Will the Economic Stimulus Bailout Thing Create Jobs?

I don't know. I skimmed the 640-odd-page bill (which is probably more than most of our congressional representatives did) and the answer didn't really jump out at me. Exactly how this thing is supposed to work is a bit sketchy.

The bill says, "You can't spend this money on casinos and strip clubs," then it goes on to give away appropriate enormous sums of money to various government departments.

It kind of reads like this:

The Department of Some Bullshit shall receive the sum of $473,000,000 to... um... do whatever that department does.

The Department of Some Other Bullshit shall receive $221,000,000 to carry out some other bullshit.

...and so on, for 670-some pages. For godsakes, the entire Constitution of the United States of America is, what, 15-20 pages?

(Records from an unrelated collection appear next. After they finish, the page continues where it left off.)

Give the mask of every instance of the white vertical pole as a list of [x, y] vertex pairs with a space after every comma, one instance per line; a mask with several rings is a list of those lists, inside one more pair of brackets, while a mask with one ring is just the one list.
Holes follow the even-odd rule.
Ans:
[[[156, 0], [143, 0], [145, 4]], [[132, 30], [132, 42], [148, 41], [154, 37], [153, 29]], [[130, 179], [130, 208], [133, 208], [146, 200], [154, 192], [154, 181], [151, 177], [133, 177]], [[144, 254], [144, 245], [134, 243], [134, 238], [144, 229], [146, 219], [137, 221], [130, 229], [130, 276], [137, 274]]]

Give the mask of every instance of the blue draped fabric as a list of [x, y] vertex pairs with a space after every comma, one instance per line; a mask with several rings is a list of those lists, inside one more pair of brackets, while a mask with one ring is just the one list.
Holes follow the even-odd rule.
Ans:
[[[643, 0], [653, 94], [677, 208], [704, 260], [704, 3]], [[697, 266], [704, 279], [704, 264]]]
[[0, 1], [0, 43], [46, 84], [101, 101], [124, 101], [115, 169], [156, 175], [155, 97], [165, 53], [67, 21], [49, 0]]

Even with all that verbiage, the bill is short on specifics. No actual projects or large directives are named. There's no, "$1,230,000,000 shall go toward the construction of a high-speed rail line between Chicago and New York. Work shall be completed by (date)." So I guess shoveling imaginary money at bureaucrats is going to fix everything. How does that work again?

Speaking of imaginary money: Pardon my asking, but where in the heck is the money coming from? The rest of the world is asking this question.

The stimulus is widely expected to pass, but once it does, Roach said the focus will shift to "who foots the bill and what is the exit strategy. We don't have the answer to either question." (emphasis added)

Sound familiar? Last time we got into a situation like that, we ended up spending $700 billion+ (not to mention a bunch of human lives) to depose a tinpot dictator and leave his country in ruins.

Don't get me wrong: I hope the economic stimulus works, but I have strong doubts that it will. The bill should have set specific goals for job creation and specific goals for what the money would ultimately purchase.

If anything, it will make unemployment worse by slaughtering the dollar. You can't create endless amounts of money and expect the global markets to sop it up. Eventually, you'll create so much money (and so little wealth) that the money will become worthless. That's my opinion.